Euronews Next a également contacté X pour obtenir un commentaire sur le rapport, mais n'a pas reçu de réponse au moment de la publication.
La guerre en ligne de la Russie
Dans le cadre du régime de sanctions de l'UE, il est interdit d'offrir des services d'hébergement de contenu à des entités sanctionnées, telles que des radiodiffuseurs ou des personnes sanctionnées.
La Russie a intensifié sa campagne de désinformation en Europe depuis qu'elle a envahi l'Ukraine en 2022, ont déclaré les chercheurs. Outre les comptes officiels du gouvernement russe qui diffusent des désinformations, il y avait également des comptes probablement gérés par la "Social Design Agency", une société russe connue pour produire la campagne d'influence russe "Operation Doppelgänger", ainsi que des utilisateurs anonymes qui publient régulièrement ce type de contenu.
"Dans l'ensemble, le volume a effectivement explosé [depuis la guerre]. Il est beaucoup plus important", a déclaré Charles Terroille, chargé de projet et de recherche d'investigation au sein du groupe de vérification des faits Science Feedback, qui a travaillé sur le rapport de WeMove Europe.
"Un grand nombre des messages que nous avons signalés à X sont par exemple des documentaires, si on peut les appeler ainsi, des vidéos de 40 minutes hébergées sur X qui proviennent de Russia Today et qui montrent, par exemple, comment l'Ukraine a tout mérité ou comment le président Zelensky et tous les membres du gouvernement et les fonctionnaires en Ukraine ne sont que des fans de personnages nazis et toutes ces histoires largement fausses et rapportées que la Russie soutient", a-t-il déclaré à Euronews Next.

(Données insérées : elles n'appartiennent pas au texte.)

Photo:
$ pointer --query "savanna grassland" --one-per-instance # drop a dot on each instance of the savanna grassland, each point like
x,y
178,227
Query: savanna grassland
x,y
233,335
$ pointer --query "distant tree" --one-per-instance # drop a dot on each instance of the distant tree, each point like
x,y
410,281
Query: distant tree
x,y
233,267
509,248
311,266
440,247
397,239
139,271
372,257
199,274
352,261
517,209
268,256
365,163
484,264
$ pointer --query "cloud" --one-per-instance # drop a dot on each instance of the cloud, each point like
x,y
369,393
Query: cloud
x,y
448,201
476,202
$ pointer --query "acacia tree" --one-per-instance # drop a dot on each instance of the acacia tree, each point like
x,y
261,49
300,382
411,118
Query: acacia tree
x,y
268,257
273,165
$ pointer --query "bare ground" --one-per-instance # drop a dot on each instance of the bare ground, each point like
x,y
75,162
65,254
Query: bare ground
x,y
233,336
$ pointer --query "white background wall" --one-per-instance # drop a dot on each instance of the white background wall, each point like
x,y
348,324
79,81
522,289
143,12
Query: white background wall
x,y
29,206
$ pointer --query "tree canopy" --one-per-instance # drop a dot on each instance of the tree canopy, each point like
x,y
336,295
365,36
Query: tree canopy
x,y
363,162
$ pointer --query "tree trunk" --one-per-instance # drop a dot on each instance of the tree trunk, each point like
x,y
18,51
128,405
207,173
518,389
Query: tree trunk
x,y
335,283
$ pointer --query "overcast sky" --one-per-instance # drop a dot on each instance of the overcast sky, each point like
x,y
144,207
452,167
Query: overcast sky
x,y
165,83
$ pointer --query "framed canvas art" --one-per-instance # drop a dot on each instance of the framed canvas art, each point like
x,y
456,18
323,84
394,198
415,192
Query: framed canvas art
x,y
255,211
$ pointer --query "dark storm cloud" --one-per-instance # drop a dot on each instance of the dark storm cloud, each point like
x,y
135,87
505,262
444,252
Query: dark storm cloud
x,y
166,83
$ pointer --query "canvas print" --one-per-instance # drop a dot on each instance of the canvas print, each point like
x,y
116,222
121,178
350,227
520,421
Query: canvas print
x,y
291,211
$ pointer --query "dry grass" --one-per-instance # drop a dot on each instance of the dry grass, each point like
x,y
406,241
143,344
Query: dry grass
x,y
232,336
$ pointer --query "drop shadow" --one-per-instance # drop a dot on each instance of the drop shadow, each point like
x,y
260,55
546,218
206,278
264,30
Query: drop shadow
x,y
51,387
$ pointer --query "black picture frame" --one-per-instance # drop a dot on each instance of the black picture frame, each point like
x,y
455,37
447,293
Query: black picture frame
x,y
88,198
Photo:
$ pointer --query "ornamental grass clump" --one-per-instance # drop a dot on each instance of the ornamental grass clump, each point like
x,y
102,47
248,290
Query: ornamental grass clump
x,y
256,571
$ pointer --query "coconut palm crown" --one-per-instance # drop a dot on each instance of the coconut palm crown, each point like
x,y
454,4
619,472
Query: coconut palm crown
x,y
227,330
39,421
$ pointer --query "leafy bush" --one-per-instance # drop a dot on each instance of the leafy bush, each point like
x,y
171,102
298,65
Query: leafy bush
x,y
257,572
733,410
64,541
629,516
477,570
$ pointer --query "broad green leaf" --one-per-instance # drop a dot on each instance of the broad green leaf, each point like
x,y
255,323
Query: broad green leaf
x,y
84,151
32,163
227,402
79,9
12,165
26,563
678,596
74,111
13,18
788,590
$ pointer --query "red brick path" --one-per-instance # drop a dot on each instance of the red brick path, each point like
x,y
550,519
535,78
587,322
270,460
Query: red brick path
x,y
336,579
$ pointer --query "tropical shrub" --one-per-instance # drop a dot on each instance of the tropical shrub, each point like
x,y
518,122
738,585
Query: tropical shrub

Selon Charles Terroille, une autre méthode russe consiste à fabriquer des pages qui ressemblent à des médias occidentaux bien connus et à les diffuser sur X. Il a ajouté que les désinformations sur la santé publique et les vaccins COVID-19 sont toujours d'actualité, parmi d'autres sujets, comme sur l'environnement, et qu'elles sont "absolument utilisées comme des armes" par la Russie.
Pour Taïme Smit Pellure, chargée de campagne numérique à WeMove Europe, qui a dirigé le rapport, la partie la plus choquante de l'étude est que le contenu est également traduit dans la langue maternelle des utilisateurs, comme le français, et qu'il est "partout" " sur X. Elle a expliqué à Euronews Next que les fausses nouvelles et les fausses informations sur les vaccins COVID-19 sont toujours d'actualité.
Selon Taïme Smit Pellure, la Commission et X devraient agir plus rapidement. "Nous savons qu'ils travaillent sur ce dossier, nous savons qu'ils le font, ce n'est pas comme s'ils se détournaient complètement, ils prennent juste leur temps parce qu'ils veulent faire les choses correctement et nous comprenons tout à fait cela", a-t-elle déclaré.
"Une autre recommandation pour la Commission européenne est que les gouvernements européens travaillent ensemble de manière plus coordonnée pour aborder ce problème" a déclaré Saman Nazari, chercheur principal du groupe de campagne civique Alliance4Europe, qui a également travaillé sur le document. "Tant que nous continuerons à travailler dans nos petites bulles, nous n'aurons aucune chance face à un appareil d'influence de plusieurs milliards d'euros", a-t-il déclaré.
Sa recommandation pour le X est qu'"il n'y a pas beaucoup de nuances. Il s'agit de contenu illégal pur et simple" et "il ne faut pas beaucoup de temps" pour trouver ce type de contenu et s'y attaquer. "Il s'agit d'un problème très simple à résoudre", a-t-il ajouté.